Although these $2285 wheels cost more than many complete bikes and their cost-to-weight-savings ratio is high, at 1206g, the weight savings and amount of useful technology in this wheelset are impressive. In just a few seasons, the wheelset has racked up plenty of top-level wins here in the States and in Europe under Compton, Todd Wells, the Cannodale/CyclocrossWorld team and one tiny one in NorCal under our own pedaling. It’s important to note, as with many wheels in this review, a good amount of the weight savings come from the hubs, and Zipp’s front hub and rear freehub are some of the lightest in this group. They’re $586 more than the Easton EC90SL for just 24g of weight savings. That’s $20 per gram, 20 times the $1/gram benchmark, a significant price difference and enough to buy a season’s worth of tires.
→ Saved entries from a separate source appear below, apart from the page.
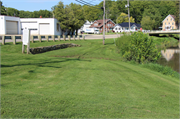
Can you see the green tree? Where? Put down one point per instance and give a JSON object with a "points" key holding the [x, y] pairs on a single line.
{"points": [[78, 15], [12, 11], [124, 18]]}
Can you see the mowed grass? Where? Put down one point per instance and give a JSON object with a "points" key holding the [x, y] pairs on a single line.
{"points": [[90, 81]]}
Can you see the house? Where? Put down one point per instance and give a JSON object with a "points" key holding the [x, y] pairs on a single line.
{"points": [[86, 25], [169, 23], [98, 24], [124, 27], [41, 26]]}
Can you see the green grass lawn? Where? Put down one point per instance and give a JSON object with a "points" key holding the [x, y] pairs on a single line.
{"points": [[90, 81]]}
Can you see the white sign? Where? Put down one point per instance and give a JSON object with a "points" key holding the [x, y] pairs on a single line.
{"points": [[26, 36]]}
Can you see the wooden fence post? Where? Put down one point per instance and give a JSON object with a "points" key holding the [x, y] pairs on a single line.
{"points": [[3, 40], [59, 38], [53, 37], [64, 37], [39, 37], [47, 38], [14, 39], [32, 38]]}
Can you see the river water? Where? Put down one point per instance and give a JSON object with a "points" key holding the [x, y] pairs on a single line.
{"points": [[170, 57]]}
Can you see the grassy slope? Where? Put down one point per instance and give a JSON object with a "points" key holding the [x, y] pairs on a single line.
{"points": [[88, 81]]}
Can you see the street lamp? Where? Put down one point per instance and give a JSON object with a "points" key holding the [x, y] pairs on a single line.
{"points": [[0, 6]]}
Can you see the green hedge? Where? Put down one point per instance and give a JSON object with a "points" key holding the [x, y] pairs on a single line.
{"points": [[138, 47]]}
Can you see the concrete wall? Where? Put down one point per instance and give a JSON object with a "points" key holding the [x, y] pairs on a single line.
{"points": [[3, 20]]}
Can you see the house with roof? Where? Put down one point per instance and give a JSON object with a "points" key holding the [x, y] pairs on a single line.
{"points": [[98, 24], [169, 23], [124, 27]]}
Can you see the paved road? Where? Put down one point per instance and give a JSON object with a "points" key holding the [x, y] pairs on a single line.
{"points": [[87, 37]]}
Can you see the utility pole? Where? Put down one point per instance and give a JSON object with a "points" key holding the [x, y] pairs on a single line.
{"points": [[0, 7], [128, 14], [104, 23]]}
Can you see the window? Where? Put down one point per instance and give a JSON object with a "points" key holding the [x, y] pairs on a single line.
{"points": [[57, 27]]}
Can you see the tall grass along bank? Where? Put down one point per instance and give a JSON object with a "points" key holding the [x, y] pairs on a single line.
{"points": [[90, 81]]}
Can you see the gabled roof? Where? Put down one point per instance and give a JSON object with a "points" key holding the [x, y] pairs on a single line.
{"points": [[126, 24], [100, 23], [173, 16]]}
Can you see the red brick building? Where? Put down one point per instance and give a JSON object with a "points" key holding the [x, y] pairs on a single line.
{"points": [[109, 24]]}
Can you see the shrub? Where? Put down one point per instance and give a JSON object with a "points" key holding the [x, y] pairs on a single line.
{"points": [[138, 47]]}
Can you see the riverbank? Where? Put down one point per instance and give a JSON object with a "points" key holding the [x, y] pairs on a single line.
{"points": [[90, 81]]}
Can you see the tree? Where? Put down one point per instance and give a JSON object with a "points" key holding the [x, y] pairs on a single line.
{"points": [[124, 18], [78, 15], [147, 23], [12, 11], [65, 16]]}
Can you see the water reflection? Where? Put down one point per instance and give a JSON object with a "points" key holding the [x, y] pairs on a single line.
{"points": [[170, 57]]}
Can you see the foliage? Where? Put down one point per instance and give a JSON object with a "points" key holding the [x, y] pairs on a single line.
{"points": [[140, 48], [3, 10], [123, 43], [124, 18], [162, 69]]}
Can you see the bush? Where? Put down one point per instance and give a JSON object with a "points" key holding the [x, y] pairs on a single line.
{"points": [[138, 47]]}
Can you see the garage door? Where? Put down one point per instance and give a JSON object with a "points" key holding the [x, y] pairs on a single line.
{"points": [[11, 27], [44, 29]]}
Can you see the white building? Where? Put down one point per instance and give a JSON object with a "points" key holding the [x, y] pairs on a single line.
{"points": [[87, 24], [43, 26], [124, 27]]}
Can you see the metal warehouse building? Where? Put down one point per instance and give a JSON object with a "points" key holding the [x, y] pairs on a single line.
{"points": [[15, 25]]}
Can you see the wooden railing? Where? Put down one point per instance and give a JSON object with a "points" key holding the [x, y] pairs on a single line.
{"points": [[47, 37]]}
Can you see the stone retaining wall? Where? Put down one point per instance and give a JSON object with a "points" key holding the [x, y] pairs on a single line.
{"points": [[53, 47]]}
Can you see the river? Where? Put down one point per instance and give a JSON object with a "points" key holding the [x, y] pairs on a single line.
{"points": [[170, 57]]}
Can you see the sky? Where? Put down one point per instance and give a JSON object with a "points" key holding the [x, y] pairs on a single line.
{"points": [[36, 5]]}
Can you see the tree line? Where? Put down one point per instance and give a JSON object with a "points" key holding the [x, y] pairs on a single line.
{"points": [[149, 14]]}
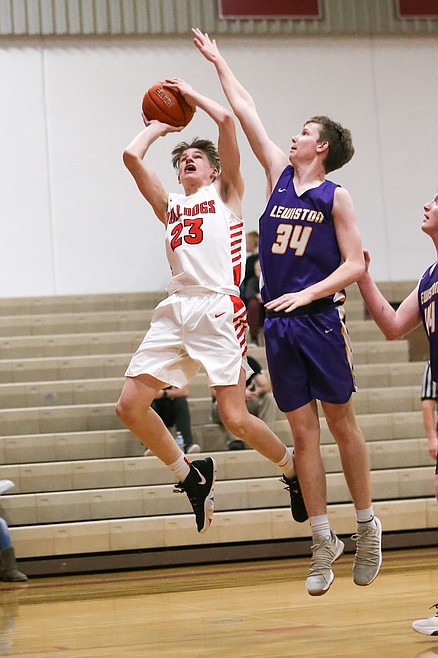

But it’s the price to pay for world-class weight and some significant benefits: better braking, brake pad flexibility, exposed nipples for easy truing and a freehub that takes a wider variety of cassettes. If we won the lottery, we’d buy a few sets of these for racing and training, and even pay a neutral support vehicle and mechanic to follow behind with our extra sets on training rides should we flat.